Investigación sobre el caso Alex Saab

Otro de los principales vínculos que generan cuestionamientos es la relación profesional que De La Espriella mantuvo con el empresario colombiano Alex Saab, acusado por Estados Unidos de participar en un esquema de lavado de dinero relacionado con funcionarios del régimen venezolano de Nicolás Maduro.

De La Espriella ha dicho que Saab lo contrató en 2013 para atender asuntos relacionados con su reputación, luego de que periodistas venezolanos y colombianos cuestionaran cómo un empresario poco conocido había obtenido contratos millonarios con el gobierno venezolano.

Según el abogado, cuando las autoridades estadounidenses comenzaron a investigar a Saab, él le recomendó cooperar y organizó reuniones con agentes federales. Saab finalmente rechazó esa posibilidad y, en 2018, su familia salió de Colombia luego de que autoridades colombianas afirmaran que había sido alertado sobre una posible operación para detenerlo.

De La Espriella afirmó que rompió su relación profesional con Saab en 2019, después de que Estados Unidos lo acusara formalmente y le impusiera sanciones. Debido a su condición de residente permanente estadounidense, aseguró que no podía seguir representándolo legalmente sin una autorización especial.

Un antiguo empleado fue condenado por lavado de dinero

Los cuestionamientos también están relacionados con Hernández, quien años después de trabajar como asistente legal se declaró culpable de lavado de dinero proveniente de cuentas extranjeras vinculadas a Saab.

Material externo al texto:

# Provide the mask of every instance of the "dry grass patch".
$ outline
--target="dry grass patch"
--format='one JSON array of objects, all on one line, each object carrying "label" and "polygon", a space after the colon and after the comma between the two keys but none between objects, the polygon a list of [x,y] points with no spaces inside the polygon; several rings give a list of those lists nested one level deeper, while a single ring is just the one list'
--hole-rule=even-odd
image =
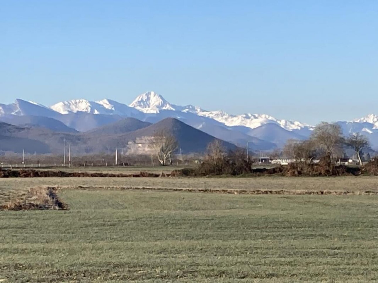
[{"label": "dry grass patch", "polygon": [[26,194],[16,195],[0,205],[0,210],[68,210],[68,206],[60,201],[57,195],[57,191],[56,188],[51,187],[31,188]]}]

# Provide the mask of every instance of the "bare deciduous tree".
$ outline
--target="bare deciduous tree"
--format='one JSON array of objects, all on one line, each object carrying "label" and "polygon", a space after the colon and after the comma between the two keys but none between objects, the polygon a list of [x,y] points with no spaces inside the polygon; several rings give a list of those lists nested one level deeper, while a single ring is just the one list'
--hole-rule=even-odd
[{"label": "bare deciduous tree", "polygon": [[362,154],[363,149],[370,145],[369,139],[359,133],[354,133],[351,134],[347,138],[345,143],[347,146],[354,149],[358,158],[359,165],[362,165],[362,160],[361,159],[361,155]]},{"label": "bare deciduous tree", "polygon": [[222,159],[226,154],[226,149],[219,140],[215,139],[208,145],[207,159]]},{"label": "bare deciduous tree", "polygon": [[311,134],[310,139],[316,146],[324,151],[325,157],[330,161],[336,149],[344,141],[341,128],[337,124],[322,122]]},{"label": "bare deciduous tree", "polygon": [[165,166],[168,160],[172,164],[171,155],[178,147],[174,136],[164,131],[156,132],[152,137],[152,143],[160,164]]},{"label": "bare deciduous tree", "polygon": [[316,155],[313,142],[311,140],[289,140],[284,148],[284,153],[297,162],[311,163]]}]

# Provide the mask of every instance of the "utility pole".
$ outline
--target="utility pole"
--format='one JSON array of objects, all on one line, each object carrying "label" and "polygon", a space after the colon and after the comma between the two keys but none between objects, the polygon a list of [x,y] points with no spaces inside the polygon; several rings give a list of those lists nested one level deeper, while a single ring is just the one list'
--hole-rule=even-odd
[{"label": "utility pole", "polygon": [[247,160],[248,160],[248,154],[249,152],[249,142],[247,142]]},{"label": "utility pole", "polygon": [[71,167],[71,145],[68,145],[68,166]]},{"label": "utility pole", "polygon": [[66,166],[66,139],[64,139],[64,145],[63,147],[63,166]]}]

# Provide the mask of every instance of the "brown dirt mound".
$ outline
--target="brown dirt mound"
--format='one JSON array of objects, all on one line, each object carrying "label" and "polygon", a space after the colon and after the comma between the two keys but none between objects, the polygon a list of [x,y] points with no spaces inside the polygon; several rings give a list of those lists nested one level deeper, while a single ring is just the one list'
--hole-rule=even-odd
[{"label": "brown dirt mound", "polygon": [[[167,175],[164,174],[164,176]],[[141,172],[136,174],[113,174],[99,172],[90,173],[88,172],[67,172],[64,171],[45,171],[36,170],[33,169],[21,170],[1,170],[0,169],[0,178],[33,178],[48,177],[115,177],[128,178],[131,177],[161,177],[162,174],[148,172]]]},{"label": "brown dirt mound", "polygon": [[32,188],[26,196],[16,197],[5,204],[0,205],[0,210],[68,210],[68,206],[60,201],[56,191],[56,188],[51,187]]},{"label": "brown dirt mound", "polygon": [[245,190],[233,189],[201,189],[191,188],[166,188],[149,187],[96,187],[79,186],[73,188],[79,190],[108,190],[115,191],[158,191],[166,192],[183,192],[235,195],[378,195],[378,191],[310,191],[306,190]]},{"label": "brown dirt mound", "polygon": [[[251,172],[246,175],[258,177],[266,175],[277,175],[287,177],[356,176],[360,175],[363,170],[357,167],[349,167],[345,165],[335,166],[333,165],[304,164],[291,163],[288,165],[280,166],[273,168],[253,168]],[[378,166],[376,167],[378,173]],[[204,177],[208,175],[202,174],[195,169],[185,168],[172,171],[173,177]]]},{"label": "brown dirt mound", "polygon": [[362,171],[365,174],[378,175],[378,157],[373,158],[364,166]]}]

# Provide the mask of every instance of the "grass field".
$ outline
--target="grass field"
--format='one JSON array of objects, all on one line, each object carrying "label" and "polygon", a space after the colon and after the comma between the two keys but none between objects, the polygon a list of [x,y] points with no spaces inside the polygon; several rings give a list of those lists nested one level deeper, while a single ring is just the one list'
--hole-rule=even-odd
[{"label": "grass field", "polygon": [[[101,187],[376,190],[376,180],[0,180],[2,192],[42,185],[66,187],[59,195],[71,208],[0,211],[0,280],[378,281],[378,196],[249,195]],[[93,188],[69,188],[78,185]]]}]

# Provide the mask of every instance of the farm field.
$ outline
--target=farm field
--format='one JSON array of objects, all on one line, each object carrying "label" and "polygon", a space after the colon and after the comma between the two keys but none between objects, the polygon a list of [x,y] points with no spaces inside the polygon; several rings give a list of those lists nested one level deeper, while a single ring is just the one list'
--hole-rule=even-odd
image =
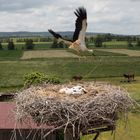
[{"label": "farm field", "polygon": [[[113,49],[112,49],[113,50]],[[61,54],[58,55],[58,51]],[[26,59],[27,53],[33,55]],[[39,53],[40,58],[38,58]],[[131,53],[133,50],[131,50]],[[48,53],[47,57],[41,53]],[[62,53],[68,53],[69,57],[62,57]],[[58,57],[55,58],[54,54]],[[31,72],[43,72],[62,79],[62,82],[71,81],[72,76],[82,75],[84,80],[106,81],[124,87],[130,95],[140,103],[140,57],[121,52],[106,52],[102,49],[95,50],[95,56],[86,58],[72,57],[72,53],[66,50],[34,50],[34,51],[0,51],[0,92],[13,92],[22,89],[23,77]],[[49,57],[48,57],[49,56]],[[74,55],[75,56],[75,55]],[[124,73],[134,73],[135,80],[132,83],[122,82]],[[122,121],[118,123],[115,134],[116,140],[140,139],[140,113],[130,113],[127,127]],[[104,133],[99,140],[113,140],[111,132]],[[81,140],[92,140],[93,135],[81,137]]]},{"label": "farm field", "polygon": [[[49,49],[52,45],[52,42],[34,42],[34,44],[35,44],[34,47],[35,50],[44,50],[44,49]],[[7,49],[7,45],[8,43],[2,43],[4,50]],[[15,42],[14,45],[17,50],[25,49],[25,42]]]},{"label": "farm field", "polygon": [[96,50],[119,53],[119,54],[126,54],[129,56],[140,56],[139,50],[128,50],[128,49],[96,49]]},{"label": "farm field", "polygon": [[42,50],[42,51],[25,51],[21,59],[32,59],[32,58],[77,58],[78,56],[70,53],[66,50]]}]

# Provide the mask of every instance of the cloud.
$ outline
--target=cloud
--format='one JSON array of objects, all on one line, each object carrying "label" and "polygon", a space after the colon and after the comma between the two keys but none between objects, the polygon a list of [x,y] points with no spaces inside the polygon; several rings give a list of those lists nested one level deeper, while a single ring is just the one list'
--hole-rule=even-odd
[{"label": "cloud", "polygon": [[140,34],[140,0],[0,0],[0,31],[74,31],[84,6],[90,32]]},{"label": "cloud", "polygon": [[0,11],[18,12],[31,8],[40,7],[46,3],[45,0],[0,0]]}]

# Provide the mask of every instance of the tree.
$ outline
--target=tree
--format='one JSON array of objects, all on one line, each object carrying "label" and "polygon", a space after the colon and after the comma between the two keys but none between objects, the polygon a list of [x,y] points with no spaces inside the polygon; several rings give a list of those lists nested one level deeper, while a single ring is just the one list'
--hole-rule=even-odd
[{"label": "tree", "polygon": [[54,38],[51,48],[58,48],[57,40]]},{"label": "tree", "polygon": [[59,47],[59,48],[64,48],[64,43],[63,43],[63,42],[59,42],[59,43],[58,43],[58,47]]},{"label": "tree", "polygon": [[27,50],[33,50],[34,49],[34,46],[35,46],[35,44],[33,43],[33,40],[32,39],[27,39],[25,41],[25,48]]},{"label": "tree", "polygon": [[14,50],[15,49],[14,42],[13,41],[9,41],[7,48],[8,48],[8,50]]},{"label": "tree", "polygon": [[136,46],[140,47],[140,39],[137,39]]},{"label": "tree", "polygon": [[2,48],[2,44],[1,44],[1,42],[0,42],[0,50],[2,50],[3,48]]},{"label": "tree", "polygon": [[127,46],[128,46],[128,48],[132,48],[132,47],[133,47],[133,44],[132,44],[132,41],[131,41],[131,40],[129,40],[129,41],[127,42]]},{"label": "tree", "polygon": [[102,47],[103,41],[100,36],[97,36],[94,41],[95,41],[95,47]]}]

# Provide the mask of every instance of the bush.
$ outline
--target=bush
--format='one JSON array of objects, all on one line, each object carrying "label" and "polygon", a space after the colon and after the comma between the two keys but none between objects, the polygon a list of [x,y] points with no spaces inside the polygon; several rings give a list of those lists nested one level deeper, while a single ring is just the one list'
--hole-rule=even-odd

Documentos judiciales señalan que Hernández y el exprofesor de la Universidad de Miami Bruce Bagley participaron en transferencias por más de $2.5 millones de dólares entre 2017 y 2018. El dinero fue enviado a cuentas estadounidenses y estaba destinado a pagar a abogados de Saab y cubrir gastos relacionados con asesoría legal y reuniones con funcionarios estadounidenses.

Hernández y Bagley se declararon culpables de lavado de dinero en el Distrito Sur de Nueva York.

La oficina de De La Espriella negó que el ahora presidente haya cometido irregularidades y aseguró que nunca fue investigado ni acusado en los asuntos mencionados por el diario.

“El presidente nunca fue investigado ni acusado en ninguno de los asuntos que usted menciona”, afirmó su oficina en un comunicado, en el que agregó que “su conducta como abogado y como ciudadano particular ha sido absolutamente intachable”.

Durante la campaña electoral, la relación entre De La Espriella y Hernández generó polémica en Colombia. Fotografías de ambos circularon y sus críticos lo señalaron como un “abogado de la mafia”, una acusación que él rechazó.

Iván Cepeda, líder opositor derrotado en las elecciones, cuestionó la trayectoria del próximo presidente y pidió explicaciones sobre sus relaciones en Estados Unidos.

“Abelardo De La Espriella ha mantenido una estrecha relación con el paramilitar Jorge Luis Hernández”, afirmó Cepeda, quien también llamó a sus seguidores a organizar una “resistencia pacífica” hasta obtener respuestas.

La “mano dura” contra el narcotráfico

De La Espriella, sin experiencia política previa, construyó durante la campaña una imagen centrada en la seguridad, el combate contra los grupos armados y la lucha contra el narcotráfico.

Tras recibir el respaldo del presidente estadounidense Donald Trump, fue elegido en junio y prometió fortalecer la cooperación con Washington para enfrentar a los llamados “narcoterroristas”, aumentar las extradiciones de acusados de narcotráfico y apoyar acciones militares contra embarcaciones sospechosas de transportar drogas.

El próximo mandatario colombiano regresó al país después de años en Miami y modificó su imagen pública: dejó atrás la figura del abogado de trajes de diseñador y adoptó un perfil más cercano al populismo político, con sombrero de paja y camiseta deportiva durante la campaña, indicó NYT.

Sus aliados sostienen que su experiencia enfrentando criminales desde la defensa legal le permite conocer cómo combatirlos desde el Estado. Sus críticos consideran que sus antiguos vínculos profesionales requieren mayores explicaciones.